Göbel E J, van Gilst W H, de Kam P J, ter Napel M G, Molhoek G P, Lie K I
Department of Cardiology, University Hospital Groningen, The Netherlands.
Eur Heart J. 1998 Aug;19(8):1208-13. doi: 10.1053/euhj.1998.0874.
In a double-blind randomized trial in unstable angina it was shown that intravenous diltiazem reduced ischaemic events in the first 48 h after inclusion better than intravenous nitroglycerin. The present study was performed to establish the long-term prognosis of the randomized patients, with respect to their initial treatment assignment.
One year follow-up data on ischaemic end-points and anti-ischaemic medication were recorded. Results were available for all of the 121 randomized patients. One hundred and sixty-seven primary endpoint events were recorded, of which 54 occurred in the first 48 h and 113 during the follow-up. Survival analysis showed that event-free survival was significantly better in the diltiazem group (45.0%) than in the nitroglycerin group (34.4%), P=0.04. The incidence rate after 48 h and one year for cardiac death are, respectively, 0% and 4.1%. The trend in anti-ischaemic medication was higher in the nitroglycerin group. For beta-blockers, this trend became significant after 12 months (P=0.03).
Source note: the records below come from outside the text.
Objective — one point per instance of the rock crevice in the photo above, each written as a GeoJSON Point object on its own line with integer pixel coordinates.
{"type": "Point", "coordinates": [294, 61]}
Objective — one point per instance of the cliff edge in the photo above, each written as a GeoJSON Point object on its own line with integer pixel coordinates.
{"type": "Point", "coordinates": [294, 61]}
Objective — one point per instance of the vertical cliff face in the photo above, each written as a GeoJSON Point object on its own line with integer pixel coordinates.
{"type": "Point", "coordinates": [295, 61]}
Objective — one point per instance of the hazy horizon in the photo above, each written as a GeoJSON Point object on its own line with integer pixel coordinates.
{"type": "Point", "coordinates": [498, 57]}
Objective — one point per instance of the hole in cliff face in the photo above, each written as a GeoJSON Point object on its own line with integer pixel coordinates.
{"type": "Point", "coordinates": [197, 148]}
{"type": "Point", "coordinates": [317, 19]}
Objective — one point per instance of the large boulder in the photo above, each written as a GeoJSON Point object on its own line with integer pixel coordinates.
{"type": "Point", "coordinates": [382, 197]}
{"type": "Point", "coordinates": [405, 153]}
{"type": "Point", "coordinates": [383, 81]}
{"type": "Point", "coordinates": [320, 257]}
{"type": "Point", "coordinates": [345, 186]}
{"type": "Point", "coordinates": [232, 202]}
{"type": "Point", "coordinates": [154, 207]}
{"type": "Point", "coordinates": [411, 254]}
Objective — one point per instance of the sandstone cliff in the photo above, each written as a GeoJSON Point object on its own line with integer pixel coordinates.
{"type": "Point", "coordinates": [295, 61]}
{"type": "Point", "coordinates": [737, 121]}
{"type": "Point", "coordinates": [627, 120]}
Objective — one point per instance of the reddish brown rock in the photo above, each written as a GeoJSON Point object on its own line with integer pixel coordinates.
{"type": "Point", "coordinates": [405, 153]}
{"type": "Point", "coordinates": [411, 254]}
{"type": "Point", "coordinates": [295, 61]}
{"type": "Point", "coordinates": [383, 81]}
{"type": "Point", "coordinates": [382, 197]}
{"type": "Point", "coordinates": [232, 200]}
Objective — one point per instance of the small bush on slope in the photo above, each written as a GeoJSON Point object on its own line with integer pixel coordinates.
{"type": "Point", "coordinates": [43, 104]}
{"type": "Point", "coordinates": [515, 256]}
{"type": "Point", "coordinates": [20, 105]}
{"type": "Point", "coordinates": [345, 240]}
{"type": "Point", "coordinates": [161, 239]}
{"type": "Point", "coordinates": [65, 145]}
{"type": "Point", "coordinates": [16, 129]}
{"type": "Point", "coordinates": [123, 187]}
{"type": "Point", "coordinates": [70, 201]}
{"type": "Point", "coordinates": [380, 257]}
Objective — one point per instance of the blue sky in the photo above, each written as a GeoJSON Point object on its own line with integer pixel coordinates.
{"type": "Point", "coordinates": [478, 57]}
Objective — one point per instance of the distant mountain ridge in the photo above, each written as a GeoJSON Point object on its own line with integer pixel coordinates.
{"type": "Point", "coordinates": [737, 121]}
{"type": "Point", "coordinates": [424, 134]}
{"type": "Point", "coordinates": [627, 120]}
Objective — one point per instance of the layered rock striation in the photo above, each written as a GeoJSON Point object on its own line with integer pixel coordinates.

These results show that the initial benefit obtained by early treatment with intravenous diltiazem was preserved during the first year after the initial hospitalization, and that, despite the high risk of cardiac events in our population, the overall mortality 12 months after inclusion was low.
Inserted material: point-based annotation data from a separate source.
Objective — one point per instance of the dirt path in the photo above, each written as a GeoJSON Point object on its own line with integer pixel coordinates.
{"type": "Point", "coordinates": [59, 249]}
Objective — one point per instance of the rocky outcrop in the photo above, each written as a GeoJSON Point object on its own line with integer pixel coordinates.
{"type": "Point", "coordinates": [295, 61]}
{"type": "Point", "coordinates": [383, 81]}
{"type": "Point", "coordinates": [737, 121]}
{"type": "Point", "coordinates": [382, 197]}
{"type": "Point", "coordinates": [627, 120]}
在一项针对不稳定型心绞痛的双盲随机试验中,结果显示静脉注射地尔硫䓬在纳入研究后的最初48小时内比静脉注射硝酸甘油能更好地减少缺血事件。本研究旨在根据随机患者最初的治疗分配情况确定其长期预后。
记录了关于缺血终点和抗缺血药物治疗的一年随访数据。121名随机分组患者的所有结果均可用。共记录了167例主要终点事件,其中54例发生在最初48小时内,113例发生在随访期间。生存分析显示,地尔硫䓬组的无事件生存率(45.0%)显著高于硝酸甘油组(34.4%),P = 0.04。48小时后和一年时的心源性死亡率分别为0%和4.1%。硝酸甘油组抗缺血药物治疗的使用趋势更高。对于β受体阻滞剂,12个月后这种趋势变得显著(P = 0.03)。
这些结果表明,静脉注射地尔硫䓬早期治疗所获得的初始益处在首次住院后的第一年得以保持,并且,尽管我们研究人群中心脏事件风险很高,但纳入研究12个月后的总体死亡率较低。